Not only does post-rock connect listeners together, but it is also brings musicians together under an umbrella of commonality. It tends to be conglomerate of many different styles of music. In an interview with Runaf Rayani and Michael James of Explosions in the Sky, they explain how differences in music was what ultimately brought them closer together as a band. Rayani says that for them as a band, “the notion that you’re taking heavy metal, you know of just being heavy metal over here and hip-hop over here, it wasn’t like that because we all listened to that style of music; even more so before we got together, but by the time we got together, the common ground was punk-rock and experimental music, and indie-experimental.” They explain that it was the diversity they had in music styles that helped them come together and create their unique sound and place them as one of the most commercially successful post-rock bands in recent years. Their music, among others of the genre, creates such an encapsulating environment of sound that it makes you feel at home. It evokes feelings of togetherness, understanding, and for lack of a better word overall zen.

If this doesn’t convince you to be converted to post-rock, maybe a recent experience of mine might do the trick. As I was driving from my sister’s house back to my apartment, I was thinking a lot about life and how sometimes you just get a crap hand every once in a while. I’ve been trying to be the kind of person I know that I should be, but recently I’ve felt like all of my efforts have been for naught. I felt pretty down on myself and my seemingly lack of progress in the direction I want go. As I was thinking, I was listening to the song “Postcard From 1952”   by Explosions in the Sky.

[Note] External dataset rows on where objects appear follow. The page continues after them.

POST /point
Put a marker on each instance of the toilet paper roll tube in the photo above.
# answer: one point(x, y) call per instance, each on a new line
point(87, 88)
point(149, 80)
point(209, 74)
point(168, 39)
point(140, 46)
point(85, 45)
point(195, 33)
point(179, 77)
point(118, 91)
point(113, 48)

I had listened to that song before, but this time, I guess something clicked. As the wordless song played, the words “You’re one step closer” came into my head as I sat in my 2003 Acura going 75 down I-15 toward Provo, Utah. It was the atmosphere of hope that was created by the song that allowed me to be able to hear those words. I will forever be grateful for whatever was written on that postcard from 1952 that inspired these musicians to write this 7:06 long escape from anxiety and self-doubt.

Each of us is different and has different experiences and interests, but we all yearn for the same things. We want to be happy, we want to feel safe, we want to feel loved. In a time when division has become the norm and words continue to be the cause of confusion, war, heartbreak, and calamity, I believe that post-rock music is the music that all of us need. Mendelssohn claims that “the music of the song alone can awaken the same ideas and the same feelings in one mind as in another, – a feeling which is not, however, expressed by the same words. Resignation, melancholy, the praise of God, a hunting-song, – one person does not form the same conception from these that another does” (269). With the diversity inherent in a world full of 7-something billion people, we need music that can connect us. We need music that doesn’t create division or destroy. We need music that is able to express those “definite thoughts” that fill our minds. We need music that provides us with the environment and atmosphere we need to feel love, joy, and hope for a better world and a better future, even when that future seems very indefinite.

Books Cited:

Letters of Felix Mendelssohn Bartholdy, from 1833 to 1847. Edited by Paul Mendelssohn Bartholdy, of Berlin; and Dr. Carl Mendelssohn Bartholdy, of Heidelberg: With Catalogue of his musical compositions compiled by Dr. Julius Rietz. Translated by Lady Wallace. Published 1864, Reprinted 1970, Books for Library Press, New York, pp. 269-271

Cox, Christoph and Daniel Warner. Audio Culture: Readings in Modern Music. “Post Rock” Simon Reynolds, pp. 358-361. Bloomsbury, 2004.